Personne dans la famille d’Adriana n’est musicien – mais sa mère, mélomane, lui fait écouter les disques de Maria Callas.  A l’école, à Guatemala City (Guatemala) où elle grandit, aucune matière ne l’intéresse vraiment. Mais il y a ce prof de musique, qui a une façon ludique d’enseigner. Adriana prend plaisir à déchiffrer la musique, « cette autre langue ». A sept ans elle commence le piano, à 10, elle apprend la guitare, et elle s’essaie à l’alto à l’université. Avec quelques amis, elle chante du jazz ou du rock dans des concerts organisés le soir dans des bars. Elle annonce à sa mère qu’elle veut étudier la musique. Celle-ci l’encourage mais à une condition : qu’elle prenne des cours de chant pour améliorer sa capacité vocale. Avec sa professeur, Barbara Bickford, elle découvre l’opéra, notamment Cecilia Bartoli, et Dmitri Hvorostovsky. Un monde s’ouvre à elle. « La musique m’aide à trouver mes mots », dit Adriana qui, dans la vie, ne se trouve pas très loquace.

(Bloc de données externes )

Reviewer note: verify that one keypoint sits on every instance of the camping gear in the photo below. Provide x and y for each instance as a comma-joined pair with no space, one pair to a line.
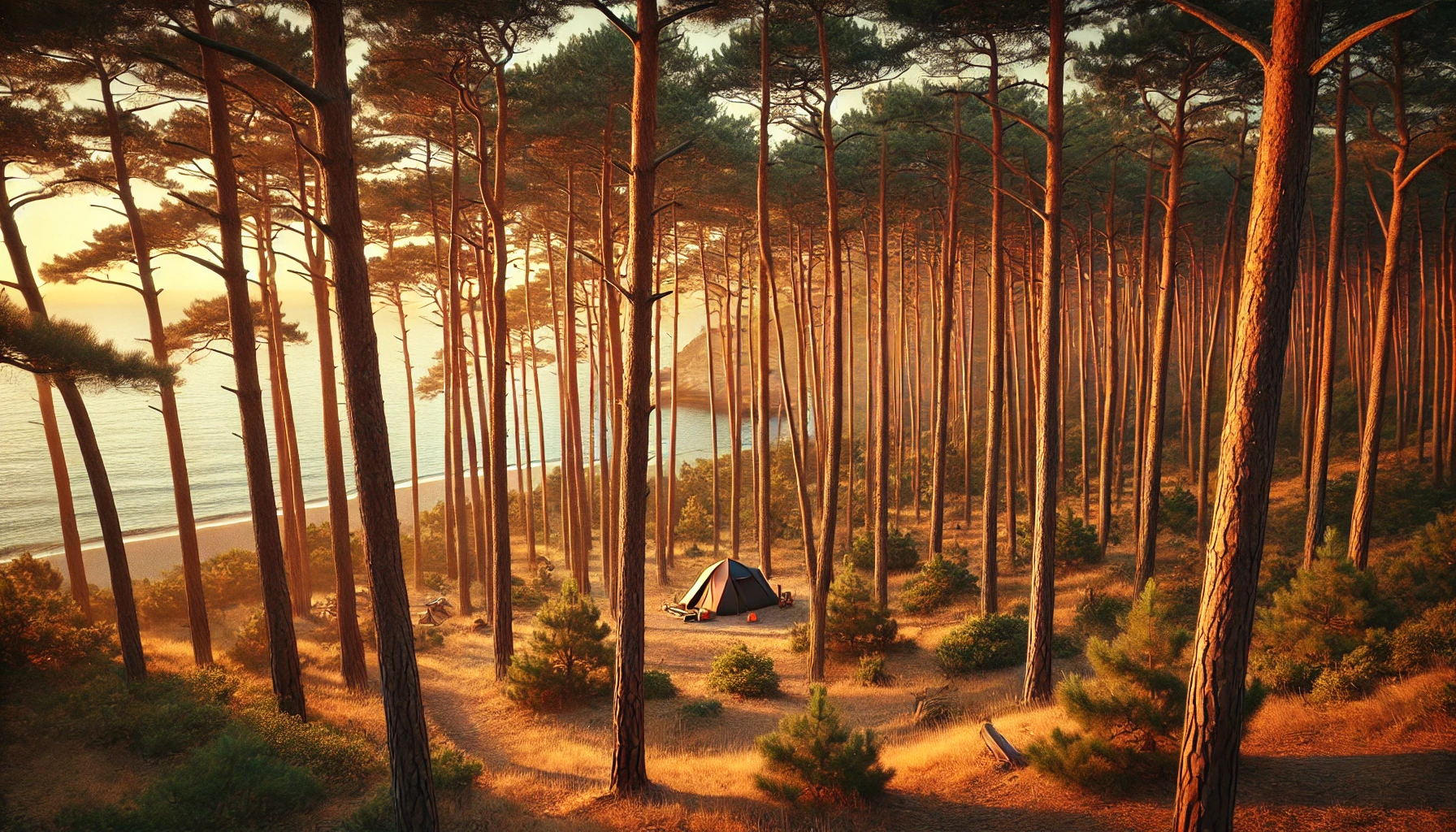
1001,748
436,613
730,587
689,615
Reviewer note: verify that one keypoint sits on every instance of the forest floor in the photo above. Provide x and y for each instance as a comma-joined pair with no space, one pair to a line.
1382,762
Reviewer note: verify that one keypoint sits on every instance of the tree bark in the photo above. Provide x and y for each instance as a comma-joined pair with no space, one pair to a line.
1320,452
1044,484
1213,723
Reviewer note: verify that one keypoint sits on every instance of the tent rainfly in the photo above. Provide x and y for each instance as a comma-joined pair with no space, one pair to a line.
730,587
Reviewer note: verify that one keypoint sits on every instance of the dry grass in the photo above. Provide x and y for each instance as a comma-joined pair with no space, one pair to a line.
1385,762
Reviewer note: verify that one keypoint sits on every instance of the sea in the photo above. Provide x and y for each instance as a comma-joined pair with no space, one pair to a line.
132,444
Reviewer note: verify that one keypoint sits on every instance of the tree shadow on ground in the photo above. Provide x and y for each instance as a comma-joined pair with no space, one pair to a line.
1417,780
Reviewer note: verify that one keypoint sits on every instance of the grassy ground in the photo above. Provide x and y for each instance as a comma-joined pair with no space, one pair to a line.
1384,762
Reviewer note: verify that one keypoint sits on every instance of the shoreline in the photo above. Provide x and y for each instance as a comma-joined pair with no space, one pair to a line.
154,551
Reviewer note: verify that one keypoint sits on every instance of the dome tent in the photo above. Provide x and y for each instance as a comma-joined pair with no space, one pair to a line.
730,587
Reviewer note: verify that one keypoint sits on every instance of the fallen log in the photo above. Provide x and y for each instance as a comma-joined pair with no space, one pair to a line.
1001,748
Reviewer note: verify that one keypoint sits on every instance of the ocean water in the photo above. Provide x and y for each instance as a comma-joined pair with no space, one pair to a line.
134,446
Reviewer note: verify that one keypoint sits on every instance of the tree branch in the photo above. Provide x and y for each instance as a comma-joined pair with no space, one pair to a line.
1228,29
284,76
1356,37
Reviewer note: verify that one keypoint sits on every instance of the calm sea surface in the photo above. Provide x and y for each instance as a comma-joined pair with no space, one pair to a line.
134,446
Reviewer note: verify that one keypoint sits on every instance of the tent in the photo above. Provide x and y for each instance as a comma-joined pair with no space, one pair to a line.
730,587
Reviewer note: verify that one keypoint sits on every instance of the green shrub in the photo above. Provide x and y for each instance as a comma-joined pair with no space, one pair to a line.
566,656
159,716
228,578
702,708
428,637
743,672
800,637
1178,512
40,624
251,648
232,782
1354,677
939,583
1132,712
1428,640
1324,613
453,769
695,523
375,815
1139,690
983,643
902,552
1286,674
1097,764
1077,541
816,758
854,621
327,751
1099,615
873,674
658,685
1423,574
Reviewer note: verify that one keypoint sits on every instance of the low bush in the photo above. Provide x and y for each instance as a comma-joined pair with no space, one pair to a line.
1132,712
1286,674
154,717
327,751
658,685
1077,541
428,637
983,643
743,672
40,624
854,621
1324,613
1424,641
251,646
873,672
1097,764
1354,677
1178,512
1099,613
455,769
231,782
228,580
817,760
1423,573
566,656
535,593
902,552
375,815
939,583
702,708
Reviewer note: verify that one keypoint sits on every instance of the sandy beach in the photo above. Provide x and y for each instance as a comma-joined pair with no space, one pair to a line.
154,552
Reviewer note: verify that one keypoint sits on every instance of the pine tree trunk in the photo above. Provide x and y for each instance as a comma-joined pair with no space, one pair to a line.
1320,452
628,701
994,352
176,455
945,323
1044,484
1213,723
411,784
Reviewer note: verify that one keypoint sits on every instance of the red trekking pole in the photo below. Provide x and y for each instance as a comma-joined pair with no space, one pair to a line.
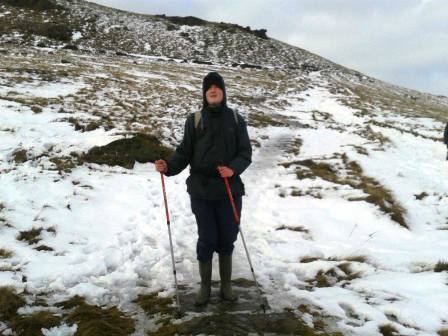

La rencontre déterminante se fait avec le pianiste et chef d’orchestre espagnol Iñaki Encina Oyón. « C’est lui qui m’a découverte ! » dit-elleavec enthousiasme.Il lui propose de jouer dans une pièce à Paris. Pendant son séjour, elle passe une audition et entre à l’atelier lyrique de l’Opéra de Paris. C’était en 2014. L’arrivée en Europe va changer sa vie – et sa carrière.

Petit tour d’horizon : elle a chanté Zerlina dans Don Giovanni, est membre de l’IOS de l’Opéra de Zürich (en 2017 et 2018) elle reçoit le Prix Lyrique du Cercle Carpeaux pour son développement artistique (2017) puis a remporté plusieurs prix dans différents concours internationaux en Irlande, Autriche, Espagne.... Elle est lauréate du New Upcoming Artist Award décerné par la Hemeroteca Nacional de Guatemala. En 2019, elle reçoit le Premier Prix du Concours Opéralia. « Ce prix me permet aujourd’hui de pouvoir construire une carrière lyrique sur les grandes scènes internationales et d’y chanter les grands rôles du répertoire tout en développant des projets plus personnels de récital. »

On retrouve la complicité d’Iñaki Encina Oyón. Ensemble pour le label Audax, fondé par le violoniste baroque Johannes Pramsohler, ils réalisent un album consacré aux Mélodies de Robert Dussaut et Hélène Covatti. « C’était un pari audacieux de présenter un répertoire totalement inconnu du public ! »
 
Albéniz
Leur nouveau projet est tout aussi ambitieux. Adrianaa envie d’enregistrer les Mélodies d’Albéniz. « En tant qu’artiste hispanophone, on me demande toujours de chanter des programmes espagnols avec les Siete canciones populares españolas de De Falla ou les tonadillas de Granados ou Obradors. » Si Albéniz est considéré comme l’un des compositeurs majeurs de la musique espagnole, notamment pour son œuvre pour piano, sa musique vocale demeure largement inexplorée. « C’est une musique d’une richesse harmonique et mélodique extraordinaire. Ces 30 mélodies offrent un véritable voyage à travers la vie d’Albéniz et un panorama remarquable de l’évolution de son style. »
 
La bourse
 « La vie cosmopolite d’Albéniz est aussi la mienne et je souhaite m’investir pleinement dans la connaissance et la diffusion de son œuvre. » Mais Adriana garde la tête froide. Le travail est sa ligne de conduite. Albéniz donne l’élan. « J’ai besoin de bien comprendre ce que je chante, décrypter le sous-texte, pour l’interpréter. »explique Adriana. La bourse va permettre de mener à bien la phase de préparation pour enregistrer, en février 2021, ces trente mélodies.